40. We are of the view that the answer to the conundrum lies in the quality of the identification evidence which is being given. Thus, if as in this case, a man is giving his full name, is giving a date of birth which is the date of birth of the person with that full name, and is giving an address which is the address of the person with that full name, the evidence is strong to establish an admission. If, in addition, as in the case of the evidence relating to the date 9 June 1999 there is evidence which supports part-ownership of the motor car in the appellant Ward, that gives further support to such evidence."
32 With every respect to the English Court of Appeal, I do not think that the reasoning in the case can be correct or that it should be followed. Indeed, the reasoning highlights the circularity of the use sought to be made of the evidence. To say that the appellant Ward had "identified himself compellingly" is to beg the question entirely. Nor do I think that the evidence can be said to be "strong to establish the admission" merely because the statements reflect the date of birth of the accused and his address. Again, this assumes not only that the person who made the statements was the accused, it also assumes that the person who made the statements was not fabricating the information conveyed so as to protect himself and implicate an otherwise innocent person. I agree (as I will discuss later) that evidence of this kind may have a utility as tending towards the identification of person who made the statements but it cannot be assumed for the purposes of deciding whether it is an admission by the accused that the statements were made by the accused merely because they reflect some personal characteristics he or she may have possessed. Therein lies the circularity. Of course, in the English decision there was in addition an extra feature, namely the appellant's part-ownership of one of the cars. But as to the logic itself, I regret to say that I remain unpersuaded.

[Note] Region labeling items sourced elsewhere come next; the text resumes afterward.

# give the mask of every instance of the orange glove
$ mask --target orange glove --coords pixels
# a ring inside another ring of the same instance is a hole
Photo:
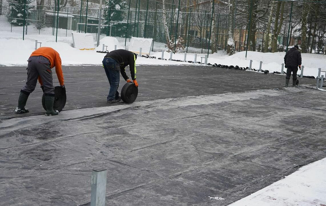
[[[136,87],[138,87],[138,83],[137,82],[137,80],[136,79],[134,79],[133,81],[134,81],[134,84],[135,84],[135,86],[136,86]]]

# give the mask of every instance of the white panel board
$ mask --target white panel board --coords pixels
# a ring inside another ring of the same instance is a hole
[[[137,37],[131,37],[128,50],[136,54],[139,54],[139,50],[141,47],[141,54],[149,55],[151,53],[151,47],[153,39],[144,39]]]
[[[81,50],[94,50],[95,49],[92,34],[72,32],[74,47]]]

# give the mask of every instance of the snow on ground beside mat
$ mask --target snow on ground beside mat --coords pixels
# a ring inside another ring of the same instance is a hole
[[[26,35],[27,36],[28,35]],[[3,36],[0,35],[0,36]],[[64,40],[62,42],[55,42],[55,36],[40,36],[38,41],[42,42],[42,46],[49,46],[53,48],[60,54],[63,65],[97,65],[101,64],[103,57],[105,54],[96,52],[95,50],[81,50],[72,47],[72,44],[69,39],[71,37],[61,38],[61,40]],[[0,45],[2,45],[2,49],[0,51],[0,65],[5,66],[26,66],[27,60],[29,55],[35,48],[35,41],[28,39],[25,41],[15,39],[0,39]],[[48,39],[47,39],[48,38]],[[109,48],[114,48],[114,45],[117,45],[117,48],[123,48],[124,45],[117,43],[117,39],[114,38],[108,37],[103,38],[100,41],[100,44],[96,50],[102,50],[103,43],[109,46]],[[72,42],[72,40],[71,41]],[[162,48],[162,49],[164,48]],[[263,61],[262,69],[269,70],[270,73],[274,71],[280,72],[281,71],[281,64],[283,63],[283,58],[284,52],[276,53],[262,53],[257,52],[248,51],[247,53],[247,60],[245,59],[245,52],[237,52],[232,56],[229,56],[225,54],[225,51],[218,51],[217,53],[210,54],[208,62],[212,64],[225,65],[238,65],[241,67],[249,66],[250,60],[253,60],[252,67],[258,69],[260,61]],[[168,60],[170,57],[170,53],[164,52],[164,58]],[[194,64],[187,62],[165,60],[158,60],[162,57],[162,53],[160,52],[153,52],[151,56],[156,57],[156,59],[139,58],[137,59],[136,63],[138,65],[180,65]],[[186,61],[193,61],[195,59],[195,54],[187,53]],[[199,54],[197,56],[197,61],[203,62],[205,54]],[[322,65],[326,65],[326,55],[316,55],[311,54],[302,54],[303,65],[304,63],[306,62],[304,67],[303,75],[307,76],[316,77],[318,73],[318,68]],[[184,60],[184,53],[173,54],[172,59],[173,60],[183,61]],[[316,57],[318,57],[317,58]],[[199,65],[199,64],[197,64]],[[286,69],[284,69],[285,70]],[[298,74],[300,73],[299,70]]]
[[[326,158],[304,166],[229,206],[324,206],[325,171]]]

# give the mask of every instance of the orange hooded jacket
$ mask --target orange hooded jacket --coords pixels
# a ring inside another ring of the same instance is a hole
[[[50,61],[50,68],[52,69],[55,67],[55,73],[58,76],[60,85],[64,84],[63,78],[63,73],[61,68],[61,60],[60,56],[58,52],[51,47],[40,47],[35,50],[31,55],[31,56],[42,56],[47,58]],[[43,85],[42,80],[39,76],[38,76],[38,82]]]

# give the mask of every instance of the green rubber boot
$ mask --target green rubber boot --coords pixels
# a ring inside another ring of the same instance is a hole
[[[25,106],[26,105],[26,102],[29,95],[29,94],[27,94],[21,91],[20,94],[19,94],[19,98],[18,98],[18,105],[15,110],[15,112],[16,113],[22,114],[29,112],[28,109],[25,108]]]
[[[290,81],[290,79],[285,79],[285,87],[289,86],[289,82]]]
[[[53,103],[54,101],[54,97],[46,95],[45,100],[45,107],[46,108],[45,116],[52,116],[59,114],[59,112],[58,110],[54,110],[53,109]]]
[[[293,79],[293,82],[292,83],[292,87],[297,87],[298,85],[296,84],[297,80],[296,79]]]

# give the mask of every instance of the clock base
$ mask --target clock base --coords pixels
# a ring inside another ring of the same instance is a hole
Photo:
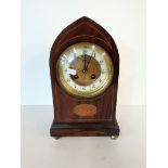
[[[118,137],[119,126],[117,122],[55,124],[53,121],[50,134],[51,137]]]

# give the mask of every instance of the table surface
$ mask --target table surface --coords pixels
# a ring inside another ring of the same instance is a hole
[[[22,168],[145,168],[145,106],[118,105],[120,135],[50,137],[52,106],[22,106]]]

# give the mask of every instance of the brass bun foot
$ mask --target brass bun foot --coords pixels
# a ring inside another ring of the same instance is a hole
[[[111,135],[111,139],[112,140],[117,140],[118,139],[118,135]]]

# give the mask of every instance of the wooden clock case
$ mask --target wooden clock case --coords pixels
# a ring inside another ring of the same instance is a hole
[[[114,63],[114,78],[108,88],[94,98],[68,94],[56,78],[56,63],[62,52],[79,42],[95,43],[105,49]],[[119,135],[116,120],[116,102],[119,74],[119,54],[111,35],[99,24],[83,16],[67,26],[55,39],[50,53],[50,75],[54,107],[51,137]],[[77,116],[73,108],[79,104],[96,107],[93,116]]]

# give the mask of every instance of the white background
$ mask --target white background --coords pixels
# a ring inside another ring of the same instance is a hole
[[[63,28],[83,15],[102,25],[118,47],[118,104],[145,104],[144,0],[23,0],[22,105],[52,104],[52,43]]]

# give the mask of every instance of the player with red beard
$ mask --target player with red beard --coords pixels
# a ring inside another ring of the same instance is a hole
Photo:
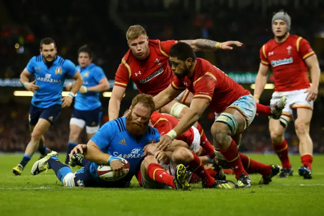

33 Subject to the fate of the later argument that Mr Ahmad had in fact identified the person present at the Lakemba premises as the accused based on a photograph he had been shown, I consider that the Crown has not otherwise established that the representations were made by the accused so as to make them admissible as admissions. Putting the matter more precisely, I am unable to conclude that it is reasonably open to find that it was the accused who made the admissions. In reaching that conclusion, I put to one side the representations themselves for the reasons I have stated. Whether the photographic "identification" is sufficient to alter the situation is a matter I will leave for further consideration after I have determined the arguments based on s 65(2)(c) of the Evidence Act.
34 The findings I have made make it strictly speaking unnecessary to consider whether, assuming it were open to find they were made by the accused, the representations may be said to be "adverse to the person's interest in the outcome of the proceeding". This definition has however been given a wide interpretation by the New South Wales Court of Criminal Appeal. It can, for example, include a lie told by an accused if it is relied upon by the Crown at trial R v Esposito (1998) 45 NSWLR 442; or an exculpatory statement R v Houghton (1998) 45 NSWLR 426. Here, where the issue is whether the accused was present at the Lakemba premises on the relevant date, it seems to me that the representations may properly be described as "adverse" in the sense that the expression appears in the Dictionary to the Evidence Act.